De acordo com a equipe, essa tecnologia será incorporada como um módulo integrado ao foguete e sua atuação ocorrerá durante a fase de subida não propulsada ao longo do voo. A exposição de tais superfícies ao escoamento possibilitará o aumento da resistência do ar (arrasto aerodinâmico) e reduzirá a velocidade da aeronave sem alterar significativamente a sustentação da mesma, o que possibilita uma maior precisão do apogeu atingido pelo foguete.
Os universitários ainda vão manter a inscrição na categoria de 3KM, agora com uma versão aprimorada e revisada do projeto que já foi premiado anteriormente, batizado atualmente como TUCANO II.
O projeto universitário que ganhou uma premiação internacional
Batizado de “Tucano”, o foguete que levou a equipe à premiação de 2025 é resultado de meses de desenvolvimento técnico e trabalho colaborativo. O projeto envolveu desde a modelagem e simulação de voo até a construção da estrutura, integração dos sistemas eletrônicos e testes de segurança e recuperação.

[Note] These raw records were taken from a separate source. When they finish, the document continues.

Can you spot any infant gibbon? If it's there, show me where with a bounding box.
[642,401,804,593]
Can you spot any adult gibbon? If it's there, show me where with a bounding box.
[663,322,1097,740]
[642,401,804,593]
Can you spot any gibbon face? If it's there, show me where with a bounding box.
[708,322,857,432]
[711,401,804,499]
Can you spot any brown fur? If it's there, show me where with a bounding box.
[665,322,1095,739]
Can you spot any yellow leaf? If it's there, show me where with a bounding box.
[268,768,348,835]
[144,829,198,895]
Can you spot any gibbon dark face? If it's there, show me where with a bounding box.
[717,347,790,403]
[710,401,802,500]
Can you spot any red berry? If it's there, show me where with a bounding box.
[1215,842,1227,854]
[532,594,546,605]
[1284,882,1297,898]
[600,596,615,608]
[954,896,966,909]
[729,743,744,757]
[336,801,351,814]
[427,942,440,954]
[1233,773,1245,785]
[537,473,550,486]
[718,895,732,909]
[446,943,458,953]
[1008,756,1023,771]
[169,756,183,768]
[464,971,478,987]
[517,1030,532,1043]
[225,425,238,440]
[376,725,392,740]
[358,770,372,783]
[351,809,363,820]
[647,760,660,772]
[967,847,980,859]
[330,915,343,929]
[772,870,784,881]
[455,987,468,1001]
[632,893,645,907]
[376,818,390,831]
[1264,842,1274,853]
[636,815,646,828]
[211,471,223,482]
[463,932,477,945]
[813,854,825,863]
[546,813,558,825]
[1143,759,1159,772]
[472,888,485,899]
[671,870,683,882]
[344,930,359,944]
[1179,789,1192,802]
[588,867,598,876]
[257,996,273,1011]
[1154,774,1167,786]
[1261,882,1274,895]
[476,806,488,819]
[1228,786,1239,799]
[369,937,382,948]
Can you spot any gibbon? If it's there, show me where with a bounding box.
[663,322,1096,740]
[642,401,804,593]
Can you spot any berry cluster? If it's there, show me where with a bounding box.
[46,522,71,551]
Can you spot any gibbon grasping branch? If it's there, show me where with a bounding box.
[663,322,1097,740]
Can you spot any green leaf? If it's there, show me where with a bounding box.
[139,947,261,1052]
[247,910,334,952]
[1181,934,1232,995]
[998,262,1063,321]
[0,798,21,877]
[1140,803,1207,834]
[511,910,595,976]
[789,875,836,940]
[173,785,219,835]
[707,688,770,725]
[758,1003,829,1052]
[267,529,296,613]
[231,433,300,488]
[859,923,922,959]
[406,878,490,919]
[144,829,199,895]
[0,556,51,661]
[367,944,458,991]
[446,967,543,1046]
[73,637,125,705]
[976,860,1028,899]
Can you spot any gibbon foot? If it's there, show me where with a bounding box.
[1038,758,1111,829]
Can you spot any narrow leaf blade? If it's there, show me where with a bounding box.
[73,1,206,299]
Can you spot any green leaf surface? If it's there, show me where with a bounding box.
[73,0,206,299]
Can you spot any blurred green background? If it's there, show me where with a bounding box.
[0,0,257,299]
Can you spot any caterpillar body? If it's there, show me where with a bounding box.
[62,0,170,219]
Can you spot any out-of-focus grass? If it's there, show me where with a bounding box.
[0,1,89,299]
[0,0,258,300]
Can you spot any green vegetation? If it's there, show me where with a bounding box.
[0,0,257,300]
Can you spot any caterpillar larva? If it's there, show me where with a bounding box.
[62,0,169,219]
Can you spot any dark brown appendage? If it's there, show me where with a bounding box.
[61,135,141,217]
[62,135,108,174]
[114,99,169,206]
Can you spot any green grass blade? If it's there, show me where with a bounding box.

Após 19 meses de trabalho, incluindo voos testes onde o projeto alcançou 1000 km em 2,4 segundos, o foguete alcançou um apogeu de 3.142 km em um voo nominal, que retornou à base em perfeita segurança. O foguete levava a bordo um satélite em parceria com outra equipe de competição da UFMG, responsável pela produção e desenvolvimento do equipamento, a Czar Space.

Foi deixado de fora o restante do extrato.